A meta-analysis was conducted for the thirty studies included in the systematic review of S100B. The standardised mean difference between individuals diagnosed with schizophrenia and controls served as the main outcome measure, while the conservative random effects model was fitted to the data to account for inter-study variance [35]. The effect size was reported as Hedges’ g value with 95% confidence intervals (CIs) [36]. Statistical heterogeneity was measured using Hedges estimator and reported as tau2 [36], the Q-test for heterogeneity [37], and the I2 statistic [38]. Subgroup analysis was performed to explore possible causes of heterogeneity. Publication bias was measured using the Fail-Safe N [39], Begg and Mazumdar’s rank correlation [40], Egger’s regression [41], and trim and fill number of Studies [42]. The statistical analysis software jamovi (V1.6) [43] was employed to conduct all statistical analysis.

Data reporting

This systematic review and meta-analysis were conducted in accordance with the most recent version of the Preferred Reporting Items for Systematic reviews and Meta-Analyses guidelines [44].

RESULTS

Characteristics of included studies

The literature search identified 555 potentially relevant publications, of which 30 articles satisfied the inclusion criteria (Figure 1). One article was applicable for inclusion in both S100B and HMGB1 analysis [45]. Two other articles were suitable for inclusion in the HMGB1 group [46,47] and 28 articles were applicable for inclusion in the S100B group which are systematically reported in Supplementary Table 1 (in the online-only Data Supplement). Quantitative analysis of HMGB1 concentration was performed on serum samples from participants using an ELISA assay for all three studies. Kozłowska et al. [45], (2021), measured clinical symptom severity using the Scale for assessment of Negative Symptoms (SANS), and Calgary Depression Scale for Schizophrenia (CDSS), while Mousa et al. [46], (2021) and Yilmaz et al. [47], (2021) used the Positive and Negative Symptom Scale (PANSS).

Figure 1.

PRISMA flow diagram illustrating study selection process for the systematic review and meta-analysis in accordance with PRISMA guidelines[72]. PRISMA, Preferred Reporting Items for Systematic reviews and Meta-Analyses.

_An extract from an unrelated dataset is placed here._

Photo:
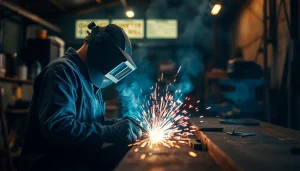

In total twenty-eight studies consisting of 1,544 individuals diagnosed with schizophrenia and 1,248 healthy controls were included in the systematic review and meta-analysis of S100B. The characteristics of individuals included is illustrated in Figure 2 and reported in Supplementary Table 1 (in the online-only Data Supplement). Ten studies included individuals who were exclusively unmedicated, ten studies included both individuals who were medicated and individuals who were not medicated, while the remaining eight studies included individuals who were all actively taking medication. Twenty-one studies recruited inpatients exclusively, while only three studies recruited only outpatients. A further two studies recruited both inpatients and outpatients, while two studies did not mention if individuals were receiving inpatient or outpatient care. The psychopathological state of individuals was characterised using the PANSS in 22 studies, the Brief Psychiatric Rating Scale (BPRS) [48] in six studies, the SANS was used in three studies, the Scale for assessment of Positive Symptoms (SAPS) [49] in two studies, the Negative Symptom Rating Scale (NSRS) [50] in one study and the CDSS in one study.

Figure 2.

Pie charts illustrating characteristics of individuals included in the S100B systematic review and meta-analysis. A: Case and control. B: Assay. Pie charts A and B are representative of the whole population of individuals. C: Medication status. D: Patient setting. Pie charts C and D are exclusively representative of individuals diagnosed with schizophrenia. Unmedicated individuals described in pie chart C represents individuals who were not taking antipsychotic medication for at least one week prior to study commencement. ELISA, enzyme linked immunosorbent assay.

Meta-analysis of HMGB1

Individuals diagnosed with schizophrenia had significantly higher peripheral blood concentrations of HMGB1 compared to healthy controls. The observed standardised mean differences between the groups ranged from 0.2653 to 1.5697 with all the estimates having positive directionality (Figure 3). The estimated standardised mean difference between case and control groups determined from the random effects model was g=0.9197, 95% CI (0.5181 to 1.3169) an effect size that differed significantly from zero (z=4.5030, p<0.001). Heterogeneity was measured using: Tau2=0.0692 (SE=0.1252), I2= 55.83% and Q=4.6331.656, p=0.098. Analysis of studentised residuals uncovered that all studies had a value smaller than ±2.3940. Publication bias was assessed and reported as: failsafe, n=51.00, p<0.001; Begg and Mazumdar rank correlation= -0.33, p>0.999; Egger’s regression=-0.50, p=0.537; trim and fill number of studies=0.00.

Figure 3.

HMGB1 meta-analysis. This forest plot illustrates the whole group meta-analysis analysing peripheral HMGB1 concentrations in schizophrenia, with hedges g effect size and 95% CIs. CI, confidence interval.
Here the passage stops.